Time Required: 45 – 60 mins for process, pus you can allow time for research and findings.
Age groups: Prep to year 9.. Obviously you will need some more time and assistance with the younger and possibly older kids.
Learning Intentions: To understand what a Polymer is and how chemical reactions can change the state of certain ingredients.
Intro: We are going to make slime, any ideas how we can do it? What ingredients do you think we’ll need?
Show video on YouTube http://www.youtube.com/watch?v=emlW5Jh-AHc&feature=relmfu
Go through step by step instructions of how to make the slime (Paper based instructions included below - Make sure Logistics are good)
ü Students then create the slime and put it in a bag to take home and show.
Answer the following questions once slime is made.
1. What happened to the slime when you added the borax powder?
2. How could we make the slime better, what variations could be offer?
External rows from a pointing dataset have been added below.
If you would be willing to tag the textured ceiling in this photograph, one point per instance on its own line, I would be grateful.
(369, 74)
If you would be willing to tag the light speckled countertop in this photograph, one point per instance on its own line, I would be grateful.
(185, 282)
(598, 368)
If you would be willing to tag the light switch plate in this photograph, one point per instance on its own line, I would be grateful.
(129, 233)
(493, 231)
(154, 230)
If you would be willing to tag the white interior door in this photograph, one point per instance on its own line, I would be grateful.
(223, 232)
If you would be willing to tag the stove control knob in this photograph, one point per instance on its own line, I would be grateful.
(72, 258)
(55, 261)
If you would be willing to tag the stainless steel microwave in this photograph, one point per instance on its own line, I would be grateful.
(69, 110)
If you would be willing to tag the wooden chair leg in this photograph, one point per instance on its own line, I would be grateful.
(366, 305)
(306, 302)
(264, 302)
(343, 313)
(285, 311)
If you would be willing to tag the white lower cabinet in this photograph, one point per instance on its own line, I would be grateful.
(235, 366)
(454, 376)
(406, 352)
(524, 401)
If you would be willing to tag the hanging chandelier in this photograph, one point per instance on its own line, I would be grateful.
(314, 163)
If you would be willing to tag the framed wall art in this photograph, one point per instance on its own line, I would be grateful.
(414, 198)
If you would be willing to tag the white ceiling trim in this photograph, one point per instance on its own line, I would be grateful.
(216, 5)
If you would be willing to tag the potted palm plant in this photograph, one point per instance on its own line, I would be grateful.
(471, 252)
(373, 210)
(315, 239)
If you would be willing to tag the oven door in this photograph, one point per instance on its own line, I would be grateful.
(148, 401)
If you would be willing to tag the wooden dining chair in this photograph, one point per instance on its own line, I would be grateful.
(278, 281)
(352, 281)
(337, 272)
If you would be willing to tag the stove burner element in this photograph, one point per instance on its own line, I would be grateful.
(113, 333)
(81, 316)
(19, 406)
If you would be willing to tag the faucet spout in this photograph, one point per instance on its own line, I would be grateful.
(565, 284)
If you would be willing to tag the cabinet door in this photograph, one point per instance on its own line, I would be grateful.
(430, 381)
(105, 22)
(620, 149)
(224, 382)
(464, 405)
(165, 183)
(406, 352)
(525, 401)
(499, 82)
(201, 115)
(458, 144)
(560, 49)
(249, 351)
Now for the SCIENCE part.... This POLYMER is unique because it has qualities of both a solid and a liquid. It can take the shape of its containers like a liquid does, yet you can hold it in your hand and pick it up like a solid. As you might know, solid molecules are tight together, liquid molecules spread out and break apart (drops) POLYMER molecules CHAIN themselves together (they can stretch and bend like chains) and that makes them special. Jell-O, rubber bands, plastic soda bottles, sneaker soles, even gum are all forms of polymers. The polymer you made should be kept in a sealed plastic bag when you aren't playing with it. Also, be sure to keep it away from young kids or pets who might think it’s food. Have fun!
Recap: What is a polymer? Both a solid and a liquid. Molecules which are tiny little molecules chain together which makes an item hold its shape and then can be altered.
What are some other examples of polymers?
Who can stretch their slime the longest contest?
Who find and display a practical use for it.